Re: [Mesa-dev] [RFC PATCH 00/16] A new IR for Mesa

Jose Fonseca Tue, 19 Aug 2014 07:24:28 -0700

On 18/08/14 17:25, Connor Abbott wrote:

On Mon, Aug 18, 2014 at 11:47 AM, Jose Fonseca <jfons...@vmware.com> wrote:

On 18/08/14 14:21, Marek Olšák wrote:


On Mon, Aug 18, 2014 at 2:44 PM, Roland Scheidegger <srol...@vmware.com>
wrote:


Am 16.08.2014 02:12, schrieb Connor Abbott:

I know what you might be thinking right now. "Wait, *another* IR? Don't
we already have like 5 of those, not counting all the driver-specific
ones? Isn't this stuff complicated enough already?" Well, there are some
pretty good reasons to start afresh (again...). In the years we've been
using GLSL IR, we've come to realize that, in fact, it's not what we
want *at all* to do optimizations on. Ian has done a talk at FOSDEM that
highlights some of the problems they've run into:

https://urldefense.proofpoint.com/v1/url?u=https://video.fosdem.org/2014/H1301_Cornil/Saturday/Three_Years_Experience_with_a_Treelike_Shader_IR.webm&k=oIvRg1%2BdGAgOoM1BIlLLqw%3D%3D%0A&r=F4msKE2WxRzA%2BwN%2B25muztFm5TSPwE8HKJfWfR2NgfY%3D%0A&m=iXhCeAYmidPDc1lFo757Cc9V0PvWAN4n3X%2Fw%2B%2F7Lx%2Fs%3D%0A&s=f103fb26bf53eee64318a490517d1ee9ab88ecd29fcdbe49d54b5a27e7581c2e

But here's the summary:

* GLSL IR is way too much of a memory hog, since it has to make a new
variable for each temporary the compiler creates and then each time you
want to dereference that temporary you need to create an
ir_dereference_variable that points to it which is also very
cache-unfriendly ("downright cache-mean!").

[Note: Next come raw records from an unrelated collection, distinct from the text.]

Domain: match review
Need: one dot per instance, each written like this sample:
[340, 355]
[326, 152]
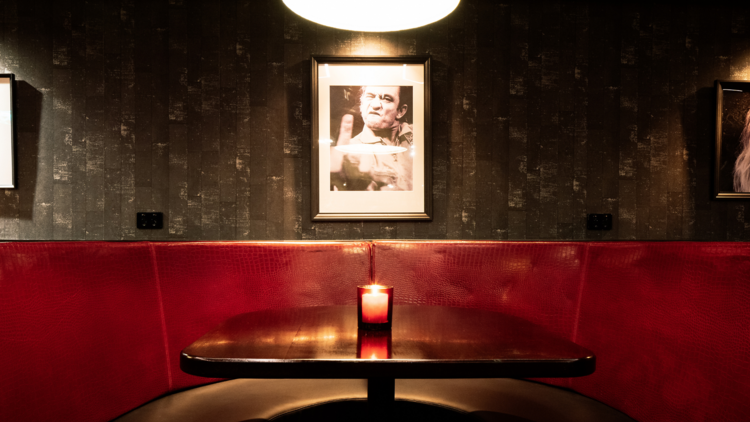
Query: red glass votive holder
[374, 307]
[374, 344]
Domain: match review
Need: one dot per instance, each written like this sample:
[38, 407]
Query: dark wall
[542, 111]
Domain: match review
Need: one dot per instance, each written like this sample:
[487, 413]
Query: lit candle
[374, 347]
[375, 307]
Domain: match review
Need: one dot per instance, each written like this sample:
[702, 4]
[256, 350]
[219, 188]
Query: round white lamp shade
[373, 16]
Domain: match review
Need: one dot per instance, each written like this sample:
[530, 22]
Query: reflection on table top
[426, 342]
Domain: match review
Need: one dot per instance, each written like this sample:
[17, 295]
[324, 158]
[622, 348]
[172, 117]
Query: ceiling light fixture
[380, 16]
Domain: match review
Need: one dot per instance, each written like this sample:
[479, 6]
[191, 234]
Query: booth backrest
[669, 322]
[91, 330]
[80, 332]
[207, 282]
[670, 325]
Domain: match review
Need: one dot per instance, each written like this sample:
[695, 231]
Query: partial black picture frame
[321, 186]
[732, 140]
[8, 171]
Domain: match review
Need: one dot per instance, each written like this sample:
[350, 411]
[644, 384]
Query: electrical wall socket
[599, 222]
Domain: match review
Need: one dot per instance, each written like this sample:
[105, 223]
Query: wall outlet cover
[150, 220]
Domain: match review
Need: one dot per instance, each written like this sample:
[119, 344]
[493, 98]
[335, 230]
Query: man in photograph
[383, 110]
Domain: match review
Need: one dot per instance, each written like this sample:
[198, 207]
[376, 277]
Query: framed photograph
[732, 165]
[371, 138]
[7, 155]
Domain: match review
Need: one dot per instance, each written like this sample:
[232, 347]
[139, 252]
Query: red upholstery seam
[584, 273]
[161, 312]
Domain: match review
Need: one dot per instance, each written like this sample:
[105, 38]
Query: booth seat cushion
[81, 331]
[537, 281]
[672, 319]
[481, 399]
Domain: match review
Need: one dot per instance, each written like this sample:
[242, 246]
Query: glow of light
[380, 16]
[369, 149]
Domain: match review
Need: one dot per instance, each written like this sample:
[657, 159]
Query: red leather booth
[92, 330]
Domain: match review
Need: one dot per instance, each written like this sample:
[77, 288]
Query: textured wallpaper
[542, 112]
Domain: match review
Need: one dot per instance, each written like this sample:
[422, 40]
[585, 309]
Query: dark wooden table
[426, 342]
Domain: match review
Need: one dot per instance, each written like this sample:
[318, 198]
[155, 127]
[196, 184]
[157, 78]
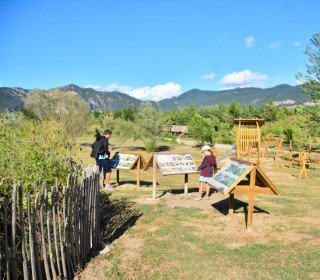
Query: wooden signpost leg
[138, 172]
[154, 177]
[231, 204]
[118, 176]
[186, 179]
[251, 198]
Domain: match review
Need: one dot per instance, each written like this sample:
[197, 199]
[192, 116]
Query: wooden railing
[52, 235]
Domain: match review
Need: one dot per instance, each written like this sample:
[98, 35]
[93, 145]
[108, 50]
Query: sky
[154, 49]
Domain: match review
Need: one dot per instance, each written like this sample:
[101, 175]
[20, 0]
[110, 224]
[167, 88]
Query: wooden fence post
[23, 242]
[14, 233]
[6, 245]
[43, 240]
[31, 240]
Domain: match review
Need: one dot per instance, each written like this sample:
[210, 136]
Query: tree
[201, 129]
[311, 80]
[151, 125]
[65, 108]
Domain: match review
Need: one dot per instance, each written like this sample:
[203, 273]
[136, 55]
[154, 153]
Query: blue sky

* The expression trees were originally added so that we could do
pattern matching to automatically optimize things, but this turned out
to be both very difficult to do and not very helpful. Instead, all it
does is add more complexity to the IR without much benefit - with SSA or
having proper use-def chains, we could get back what the trees give us
while also being able to do lots more optimizations.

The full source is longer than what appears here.